Wednesday, October 26, 2011

Less than 1 percent of the American population is in the bottom income quintile for that duration (15 years)

From Black and right by Ray Sawhill.

We tend to think of poverty as a static condition whereas, in the US, it is highly dynamic. People move up and down over the course of a lifetime. Poor students become rich doctors. To understand poverty we have to understand durations and behaviors. What mires people in poverty and for how long. These are much more troublesome issues. As Sowell indicates, we are blessed with the fact that few are truly fated to live in poverty for lengthy durations.

And while we should rejoice in that figure of 1%, I don't think it lets us off the hook completely and for two reasons. Most people that manage to avoid poverty are highly dependent on various transfer programs that take money from one group and give to another. A safety net, and one that is necessary. However, the real goal is to be sufficiently productive that you are not in poverty. If you are not in poverty because of the generosity of others, you have mitigated a problem, not solved it.

The other issue is that you can avoid being in poverty and still be leading a frustratingly meager existance.
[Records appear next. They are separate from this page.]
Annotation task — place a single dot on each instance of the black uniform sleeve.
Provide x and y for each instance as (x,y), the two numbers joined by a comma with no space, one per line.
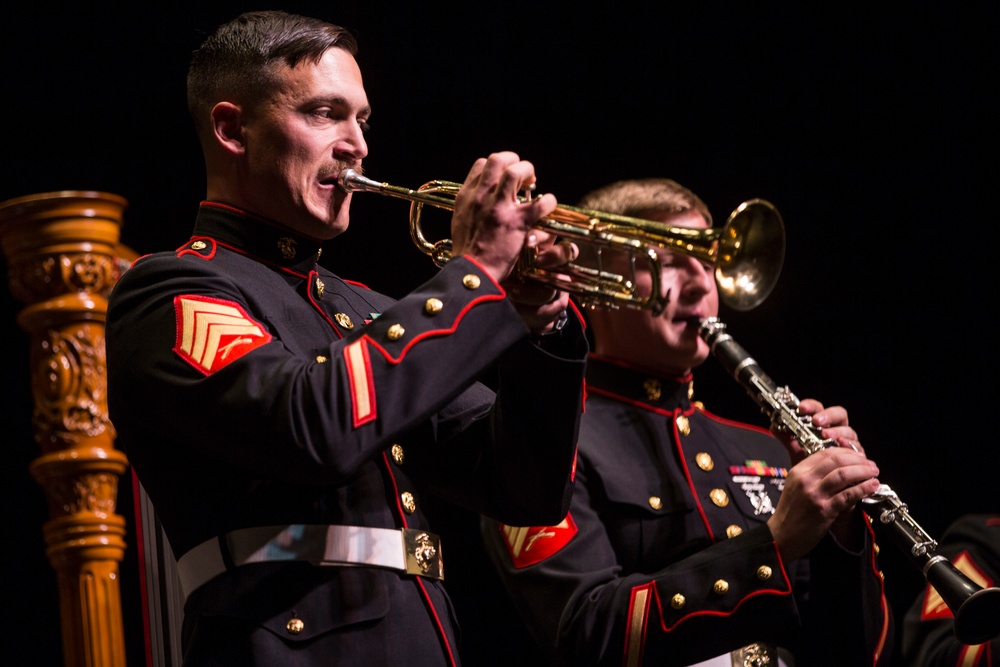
(972,544)
(583,610)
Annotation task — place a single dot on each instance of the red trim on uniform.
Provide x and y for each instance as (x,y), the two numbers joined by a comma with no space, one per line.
(883,601)
(529,545)
(770,591)
(212,333)
(487,274)
(635,626)
(687,472)
(417,580)
(434,332)
(186,249)
(437,621)
(140,545)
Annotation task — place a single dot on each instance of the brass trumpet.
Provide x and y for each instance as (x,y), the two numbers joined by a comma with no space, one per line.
(747,253)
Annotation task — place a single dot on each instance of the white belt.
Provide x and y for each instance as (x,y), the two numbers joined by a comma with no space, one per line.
(751,656)
(407,550)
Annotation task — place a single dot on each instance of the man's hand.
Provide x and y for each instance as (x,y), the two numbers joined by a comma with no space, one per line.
(823,489)
(490,223)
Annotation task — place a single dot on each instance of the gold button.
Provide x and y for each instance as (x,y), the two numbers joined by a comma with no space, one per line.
(395,332)
(286,246)
(683,425)
(409,503)
(653,389)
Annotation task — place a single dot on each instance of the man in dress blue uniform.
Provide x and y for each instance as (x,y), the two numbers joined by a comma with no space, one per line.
(691,538)
(972,544)
(286,423)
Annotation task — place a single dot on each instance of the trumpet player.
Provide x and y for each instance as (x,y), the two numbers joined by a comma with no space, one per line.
(288,424)
(692,539)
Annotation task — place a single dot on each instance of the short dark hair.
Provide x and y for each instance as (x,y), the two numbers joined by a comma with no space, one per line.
(643,197)
(237,61)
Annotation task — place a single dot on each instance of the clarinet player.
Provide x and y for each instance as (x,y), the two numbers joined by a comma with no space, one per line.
(692,539)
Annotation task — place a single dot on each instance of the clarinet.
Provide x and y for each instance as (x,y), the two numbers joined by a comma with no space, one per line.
(976,609)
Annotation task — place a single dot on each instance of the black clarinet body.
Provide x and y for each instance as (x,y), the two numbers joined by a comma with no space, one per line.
(976,609)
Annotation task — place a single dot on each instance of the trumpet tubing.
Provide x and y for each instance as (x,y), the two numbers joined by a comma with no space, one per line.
(746,254)
(976,609)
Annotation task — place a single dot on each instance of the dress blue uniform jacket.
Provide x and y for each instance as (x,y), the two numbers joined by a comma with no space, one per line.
(249,386)
(972,544)
(665,557)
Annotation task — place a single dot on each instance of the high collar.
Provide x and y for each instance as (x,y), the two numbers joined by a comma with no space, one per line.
(619,380)
(258,237)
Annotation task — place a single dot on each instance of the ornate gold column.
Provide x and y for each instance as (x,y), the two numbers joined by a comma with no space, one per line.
(63,257)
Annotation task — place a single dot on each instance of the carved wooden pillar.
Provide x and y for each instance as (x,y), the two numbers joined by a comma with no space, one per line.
(63,258)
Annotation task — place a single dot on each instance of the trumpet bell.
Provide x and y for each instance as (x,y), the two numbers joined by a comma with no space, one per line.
(751,254)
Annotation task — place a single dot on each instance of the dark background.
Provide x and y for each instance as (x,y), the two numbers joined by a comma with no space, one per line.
(871,129)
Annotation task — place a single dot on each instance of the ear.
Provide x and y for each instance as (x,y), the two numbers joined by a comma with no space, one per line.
(227,126)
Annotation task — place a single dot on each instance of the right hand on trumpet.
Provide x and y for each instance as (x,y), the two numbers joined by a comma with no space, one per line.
(492,225)
(822,489)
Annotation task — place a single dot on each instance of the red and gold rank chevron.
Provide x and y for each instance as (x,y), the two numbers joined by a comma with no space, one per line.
(534,544)
(212,332)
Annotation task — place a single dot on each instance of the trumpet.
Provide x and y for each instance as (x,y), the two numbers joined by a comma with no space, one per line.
(976,609)
(746,254)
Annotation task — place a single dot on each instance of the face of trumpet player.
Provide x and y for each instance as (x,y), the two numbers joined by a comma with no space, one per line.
(277,145)
(667,343)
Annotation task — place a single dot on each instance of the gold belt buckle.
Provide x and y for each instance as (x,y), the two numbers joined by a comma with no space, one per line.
(423,553)
(755,655)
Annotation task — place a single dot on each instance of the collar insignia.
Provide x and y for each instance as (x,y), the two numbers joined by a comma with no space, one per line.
(286,246)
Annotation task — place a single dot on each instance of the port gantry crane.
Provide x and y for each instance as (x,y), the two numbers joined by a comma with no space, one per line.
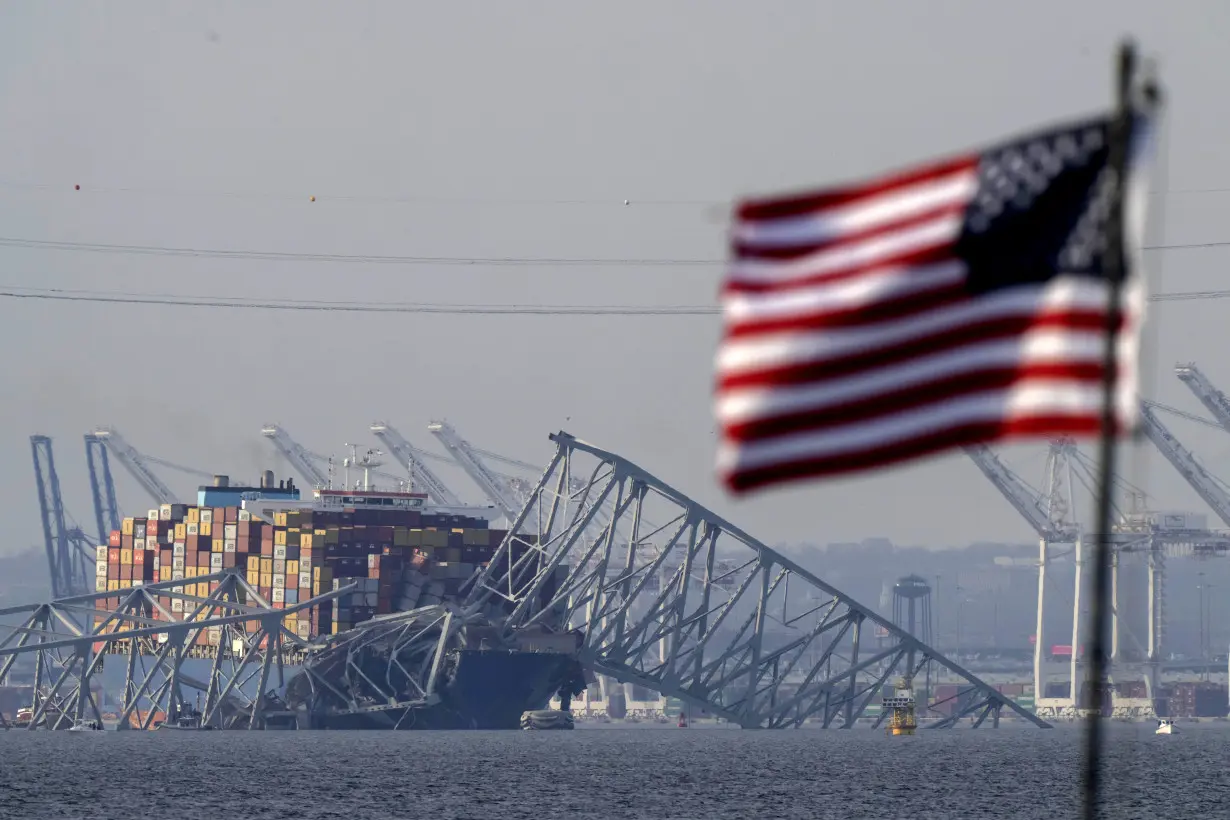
(1213,398)
(1182,459)
(305,462)
(102,486)
(294,453)
(135,464)
(70,552)
(420,472)
(495,486)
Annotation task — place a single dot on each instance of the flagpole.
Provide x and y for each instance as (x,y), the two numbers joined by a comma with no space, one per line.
(1116,271)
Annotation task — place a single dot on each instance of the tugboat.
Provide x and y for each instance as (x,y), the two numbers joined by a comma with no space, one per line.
(1166,727)
(900,708)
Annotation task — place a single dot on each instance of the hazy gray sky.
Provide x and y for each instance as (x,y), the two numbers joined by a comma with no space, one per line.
(229,116)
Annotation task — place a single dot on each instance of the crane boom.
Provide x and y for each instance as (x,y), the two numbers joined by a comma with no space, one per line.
(1019,494)
(1204,484)
(135,464)
(493,486)
(420,472)
(70,558)
(1213,398)
(295,454)
(102,487)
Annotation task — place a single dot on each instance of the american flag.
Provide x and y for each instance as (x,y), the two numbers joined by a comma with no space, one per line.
(956,303)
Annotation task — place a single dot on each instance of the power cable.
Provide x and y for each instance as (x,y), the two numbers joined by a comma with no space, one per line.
(235,303)
(372,258)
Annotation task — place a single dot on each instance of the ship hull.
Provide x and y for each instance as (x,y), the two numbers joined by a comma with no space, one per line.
(487,690)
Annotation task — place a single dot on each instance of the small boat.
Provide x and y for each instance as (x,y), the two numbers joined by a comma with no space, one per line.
(546,719)
(1166,727)
(186,723)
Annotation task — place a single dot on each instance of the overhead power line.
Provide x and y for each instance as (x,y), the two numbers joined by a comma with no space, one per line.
(76,188)
(235,303)
(372,258)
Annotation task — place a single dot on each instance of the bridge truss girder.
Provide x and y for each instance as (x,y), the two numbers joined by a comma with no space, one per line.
(761,642)
(340,679)
(70,638)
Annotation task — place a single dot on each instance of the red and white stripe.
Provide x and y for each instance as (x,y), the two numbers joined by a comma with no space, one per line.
(853,343)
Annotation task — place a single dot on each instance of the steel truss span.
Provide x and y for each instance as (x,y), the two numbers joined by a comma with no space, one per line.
(71,637)
(384,668)
(696,609)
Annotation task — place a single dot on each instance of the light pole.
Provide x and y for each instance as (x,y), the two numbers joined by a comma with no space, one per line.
(1201,588)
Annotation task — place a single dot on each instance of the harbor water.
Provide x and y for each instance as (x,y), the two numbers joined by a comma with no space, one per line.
(609,772)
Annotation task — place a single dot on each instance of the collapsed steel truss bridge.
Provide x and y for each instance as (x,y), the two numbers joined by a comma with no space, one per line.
(694,609)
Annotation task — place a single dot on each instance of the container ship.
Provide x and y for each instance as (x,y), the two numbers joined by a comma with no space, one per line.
(397,551)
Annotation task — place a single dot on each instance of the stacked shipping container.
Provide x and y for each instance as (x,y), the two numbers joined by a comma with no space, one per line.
(399,559)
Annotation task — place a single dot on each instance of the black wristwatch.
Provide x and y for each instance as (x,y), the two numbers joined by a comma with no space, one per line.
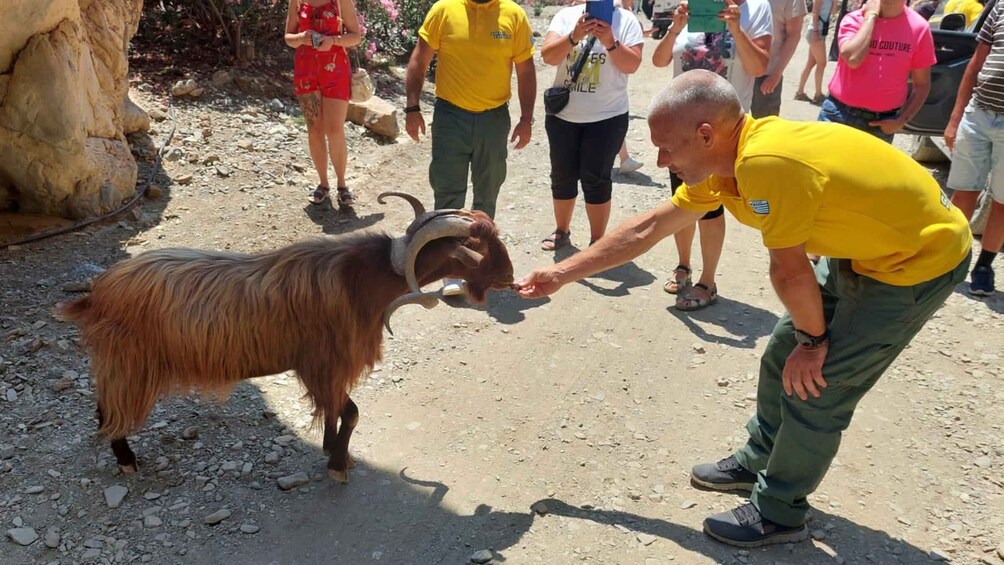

Someone who is able to hold a job for a year or two may not be in the bottom quintile but if they are constantly gaining and losing employment, oscillating between quintile four and quintile five, they are still both unproductive and in sad material circumstances. No, they don't live continuously in quintile five but they are a frequent inhabitant.

I suspect that our problem is sourced in a much larger population than 1%. Those who are ill equipped in terms of knowledge, will, decision-making and values to sustain themselves in a productive fashion and who spend a life time floating between quintiles four and five and with no real prospects of either freeing themselves from dependency on others or of achieving sustained productivity.
You write in the new book that only 3 percent of Americans spend as long as eight years in the bottom-fifth income bracket.

That study has now been extended to 15 years. And when you stretch it out to 15 years, you find that less than 1 percent of the American population is in the bottom income quintile for that duration. Add to that the fact that most of our millionaires have made their money themselves, and you realize that it’s a tremendously fluid system.